There are three main categories of tasks: observation, planning, and action.
Guillaume Laforge explains that an AI agent is a composite system, far more complex than a simple chatbot. “An agent is an LLM, to which you add memory (…) and a very important aspect: step-by-step planning. And steps mean calling tools.” He even offers a real equation for the agent, where each component plays a specific role: LLM (the “brain”) + memory (conversational or long-term) + planning + tools (MCP, API, RAG, executed code…) + a loop of iterations.
This loop unfolds in several successive stages:
- Observe (understand the request, interpret the system prompt, identify the goal),
- Plan (choose the strategy and tools),
- Act (research, API calls, code execution, interaction with other agents, human-in-the-loop),
- Reflect to improve or correct the output.
“There are three main categories of tasks: observation, planning, and action. And there’s also the reflection part: the LLM might think ‘what I did was good, but maybe it lacks a section.’” In other words, an AI agent isn’t just a more sophisticated chatbot: it’s a machine designed to break down and execute complex tasks, shaping how they are conceptualized.

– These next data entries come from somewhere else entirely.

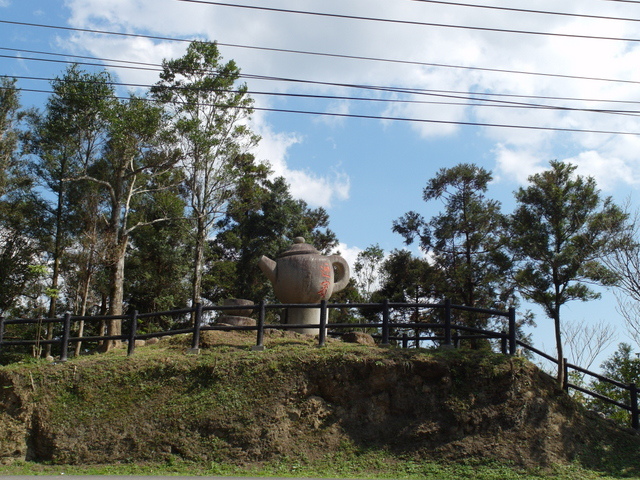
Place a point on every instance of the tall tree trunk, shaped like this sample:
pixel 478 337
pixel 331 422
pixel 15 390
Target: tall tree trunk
pixel 57 253
pixel 560 350
pixel 116 291
pixel 198 264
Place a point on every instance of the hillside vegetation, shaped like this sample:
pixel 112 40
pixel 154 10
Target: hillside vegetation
pixel 298 403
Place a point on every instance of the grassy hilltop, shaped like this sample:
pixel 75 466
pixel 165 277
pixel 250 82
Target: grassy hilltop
pixel 297 409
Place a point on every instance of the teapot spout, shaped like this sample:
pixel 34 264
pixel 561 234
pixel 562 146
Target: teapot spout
pixel 268 267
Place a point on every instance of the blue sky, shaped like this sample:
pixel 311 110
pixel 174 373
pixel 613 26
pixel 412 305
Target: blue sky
pixel 368 172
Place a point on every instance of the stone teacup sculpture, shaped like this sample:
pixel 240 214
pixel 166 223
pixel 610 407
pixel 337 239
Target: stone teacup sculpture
pixel 302 275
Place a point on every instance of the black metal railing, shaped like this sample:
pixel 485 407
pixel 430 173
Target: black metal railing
pixel 450 333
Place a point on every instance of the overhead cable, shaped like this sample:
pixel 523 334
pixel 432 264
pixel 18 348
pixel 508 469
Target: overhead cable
pixel 431 121
pixel 408 22
pixel 527 10
pixel 410 91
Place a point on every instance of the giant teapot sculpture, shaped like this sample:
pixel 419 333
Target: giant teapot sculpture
pixel 302 275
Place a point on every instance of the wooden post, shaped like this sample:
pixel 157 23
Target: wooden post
pixel 633 393
pixel 385 322
pixel 132 333
pixel 323 323
pixel 65 337
pixel 512 331
pixel 1 331
pixel 197 323
pixel 260 336
pixel 447 322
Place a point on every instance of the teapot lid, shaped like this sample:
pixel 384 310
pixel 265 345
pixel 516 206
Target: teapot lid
pixel 299 247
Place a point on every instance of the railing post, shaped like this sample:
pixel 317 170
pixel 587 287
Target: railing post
pixel 195 340
pixel 503 342
pixel 132 333
pixel 633 393
pixel 1 331
pixel 385 322
pixel 512 331
pixel 66 330
pixel 260 336
pixel 447 322
pixel 323 323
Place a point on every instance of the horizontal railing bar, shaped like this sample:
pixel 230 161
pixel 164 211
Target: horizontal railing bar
pixel 599 396
pixel 599 377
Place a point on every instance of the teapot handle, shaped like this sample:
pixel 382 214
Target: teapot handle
pixel 341 272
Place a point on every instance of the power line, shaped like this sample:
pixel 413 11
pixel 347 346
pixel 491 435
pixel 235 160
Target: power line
pixel 333 55
pixel 526 10
pixel 424 120
pixel 467 99
pixel 410 91
pixel 408 22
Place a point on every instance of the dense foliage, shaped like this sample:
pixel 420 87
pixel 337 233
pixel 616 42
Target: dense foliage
pixel 110 203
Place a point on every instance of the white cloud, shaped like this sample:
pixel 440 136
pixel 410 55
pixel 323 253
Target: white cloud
pixel 317 190
pixel 518 152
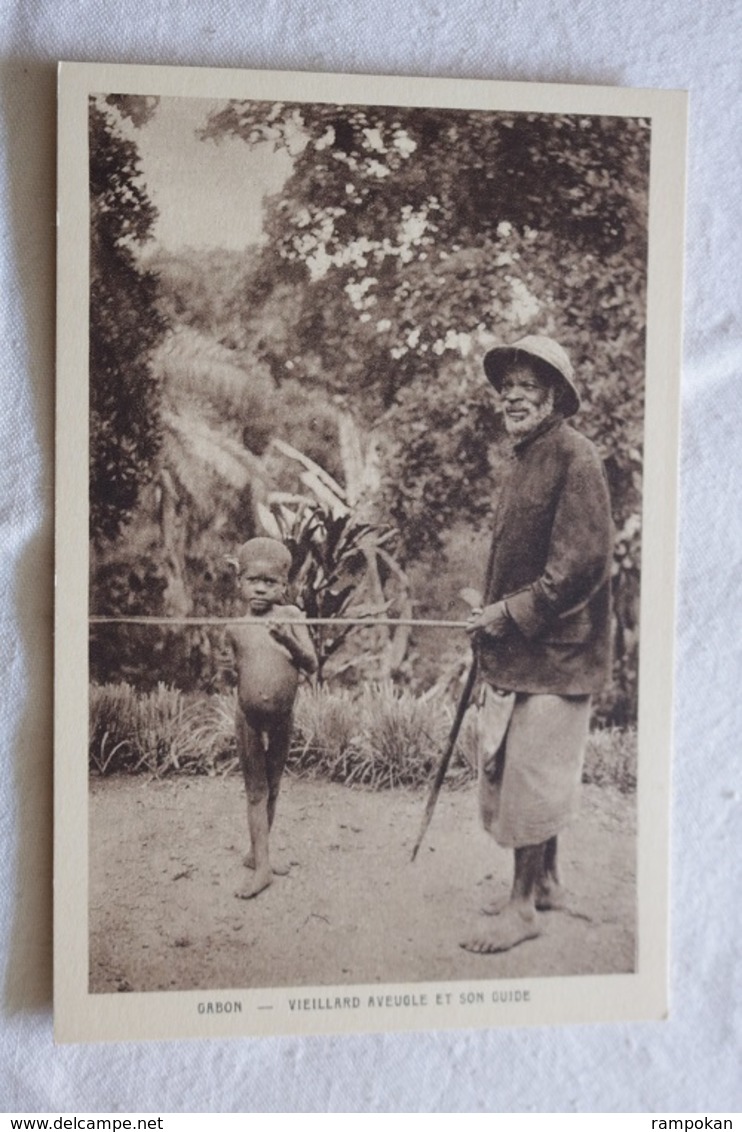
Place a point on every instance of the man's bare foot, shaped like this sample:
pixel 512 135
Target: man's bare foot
pixel 279 869
pixel 257 884
pixel 512 926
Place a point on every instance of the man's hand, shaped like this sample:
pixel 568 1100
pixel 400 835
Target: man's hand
pixel 491 622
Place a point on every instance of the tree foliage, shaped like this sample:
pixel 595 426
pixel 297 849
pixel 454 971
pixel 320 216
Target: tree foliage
pixel 125 322
pixel 415 238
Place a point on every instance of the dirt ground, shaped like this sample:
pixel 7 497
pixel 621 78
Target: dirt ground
pixel 165 860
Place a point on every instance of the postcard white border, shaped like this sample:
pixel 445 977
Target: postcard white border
pixel 80 1015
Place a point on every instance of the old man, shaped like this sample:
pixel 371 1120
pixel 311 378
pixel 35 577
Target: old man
pixel 544 633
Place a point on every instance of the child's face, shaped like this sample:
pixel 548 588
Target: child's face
pixel 263 585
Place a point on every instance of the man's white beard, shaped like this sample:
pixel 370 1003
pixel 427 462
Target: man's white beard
pixel 532 418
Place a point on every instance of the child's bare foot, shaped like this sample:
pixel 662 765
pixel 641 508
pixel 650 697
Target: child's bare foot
pixel 510 927
pixel 256 885
pixel 279 869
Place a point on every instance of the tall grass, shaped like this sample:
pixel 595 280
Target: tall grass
pixel 378 737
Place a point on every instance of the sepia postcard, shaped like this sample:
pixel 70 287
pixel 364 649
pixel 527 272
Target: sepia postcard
pixel 366 514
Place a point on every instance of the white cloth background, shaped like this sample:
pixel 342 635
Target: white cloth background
pixel 690 1062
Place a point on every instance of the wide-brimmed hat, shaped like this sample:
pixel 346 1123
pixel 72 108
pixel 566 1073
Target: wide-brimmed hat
pixel 500 359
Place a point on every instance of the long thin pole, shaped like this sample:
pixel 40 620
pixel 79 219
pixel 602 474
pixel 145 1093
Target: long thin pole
pixel 445 759
pixel 366 622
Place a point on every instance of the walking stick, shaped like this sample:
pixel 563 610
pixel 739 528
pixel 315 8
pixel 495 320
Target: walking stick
pixel 443 765
pixel 472 599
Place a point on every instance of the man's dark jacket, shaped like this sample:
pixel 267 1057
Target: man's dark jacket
pixel 551 562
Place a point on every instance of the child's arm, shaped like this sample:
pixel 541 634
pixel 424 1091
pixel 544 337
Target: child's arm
pixel 296 639
pixel 227 655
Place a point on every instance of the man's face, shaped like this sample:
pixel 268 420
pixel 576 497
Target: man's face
pixel 263 586
pixel 526 400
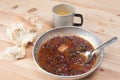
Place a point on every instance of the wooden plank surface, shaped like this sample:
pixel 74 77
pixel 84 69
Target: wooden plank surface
pixel 102 17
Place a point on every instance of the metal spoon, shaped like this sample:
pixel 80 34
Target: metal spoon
pixel 89 54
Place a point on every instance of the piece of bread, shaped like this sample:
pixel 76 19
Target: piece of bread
pixel 13 53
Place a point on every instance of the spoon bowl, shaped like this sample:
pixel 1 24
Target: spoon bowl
pixel 89 54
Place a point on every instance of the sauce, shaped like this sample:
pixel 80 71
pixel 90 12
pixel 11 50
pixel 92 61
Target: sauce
pixel 62 55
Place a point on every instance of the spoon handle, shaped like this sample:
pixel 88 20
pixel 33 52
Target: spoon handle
pixel 106 44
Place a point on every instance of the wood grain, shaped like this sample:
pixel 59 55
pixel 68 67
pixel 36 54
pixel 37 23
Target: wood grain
pixel 100 17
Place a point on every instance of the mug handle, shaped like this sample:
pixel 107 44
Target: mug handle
pixel 81 17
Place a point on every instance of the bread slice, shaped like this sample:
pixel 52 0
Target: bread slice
pixel 13 53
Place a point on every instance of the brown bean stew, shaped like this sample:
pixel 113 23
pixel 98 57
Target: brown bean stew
pixel 62 55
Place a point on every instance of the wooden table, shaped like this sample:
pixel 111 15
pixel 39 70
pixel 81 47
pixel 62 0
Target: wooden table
pixel 102 17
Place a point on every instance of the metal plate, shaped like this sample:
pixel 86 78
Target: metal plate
pixel 70 31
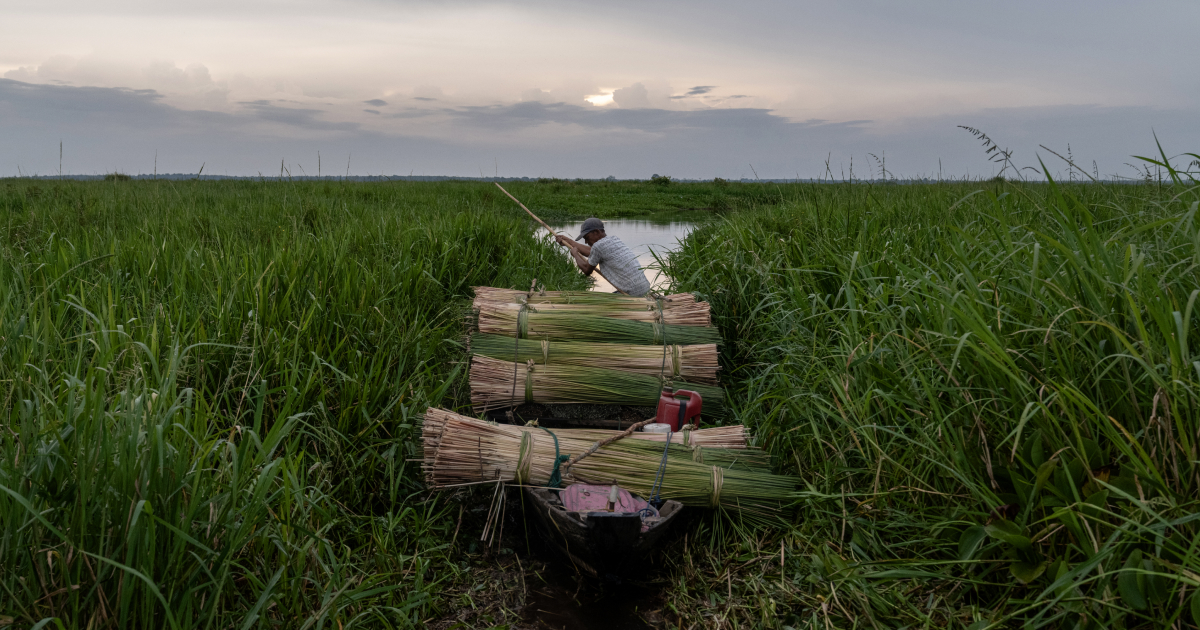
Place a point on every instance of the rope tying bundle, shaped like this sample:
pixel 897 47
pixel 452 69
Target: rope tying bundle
pixel 525 462
pixel 556 475
pixel 529 365
pixel 718 481
pixel 658 479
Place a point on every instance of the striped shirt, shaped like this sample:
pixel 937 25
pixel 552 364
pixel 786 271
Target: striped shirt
pixel 619 265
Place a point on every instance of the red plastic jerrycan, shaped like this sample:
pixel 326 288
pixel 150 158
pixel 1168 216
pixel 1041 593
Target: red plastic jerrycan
pixel 678 408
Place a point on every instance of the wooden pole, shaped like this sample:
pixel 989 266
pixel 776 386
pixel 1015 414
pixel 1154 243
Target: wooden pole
pixel 552 232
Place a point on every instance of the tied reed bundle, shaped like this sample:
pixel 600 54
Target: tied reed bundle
pixel 675 312
pixel 717 437
pixel 694 364
pixel 526 323
pixel 492 294
pixel 495 383
pixel 461 450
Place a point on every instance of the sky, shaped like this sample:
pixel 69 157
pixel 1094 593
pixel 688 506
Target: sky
pixel 582 89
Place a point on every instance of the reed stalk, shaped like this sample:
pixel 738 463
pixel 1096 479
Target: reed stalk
pixel 693 364
pixel 679 310
pixel 514 321
pixel 462 450
pixel 495 383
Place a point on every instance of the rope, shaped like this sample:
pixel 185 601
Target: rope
pixel 529 381
pixel 658 478
pixel 609 441
pixel 556 477
pixel 525 462
pixel 718 481
pixel 659 318
pixel 516 349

What Really Works: Architectural Patterns Identified by Guillaume Laforge
The Myth of the Fully Autonomous Agent
Guillaume Laforge begins by debunking the idea that agents could self-manage without oversight: “LLMs still hallucinate. Even the best models. The LLM might say ‘call this function,’ and it doesn’t exist. Or it changes the order of tool invocation. Or it invents parameters.” He specifically points out the common mistake of endlessly enriching the system prompt to “channel” the agent: “The larger the prompt, the more the LLMs hallucinate. Garbage in, garbage out.”
Pattern #1: The Conductor
Amid these limitations, one pattern stands out: segmentation. “A pattern that works well is the conductor: breaking it down into small tasks. A search task, a summary task, a synthesis task. The more specialized the tasks, the better they work.”
This orchestration can be achieved through:
- Graph-oriented frameworks like LangGraph,
- Hierarchical agent frameworks such as ADK,
- Workflow engines (n8n, etc.),
- Or traditional programmatic steering.
Guillaume Laforge emphasizes that the specialization of sub-agents increases reliability and reduces hallucinations.
Pattern #2: Rethink the Tools (Rather Than Exposing Everything to the Agent)
Another frequent mistake: giving an AI agent a catalog of raw REST APIs. “The typical anti-pattern is exposing GET, POST resources, etc. It’s better to have business functions.” In other words, the agent should have “business capabilities,” not a technical view of endpoints. Fewer, better-designed tools lead to less confusion.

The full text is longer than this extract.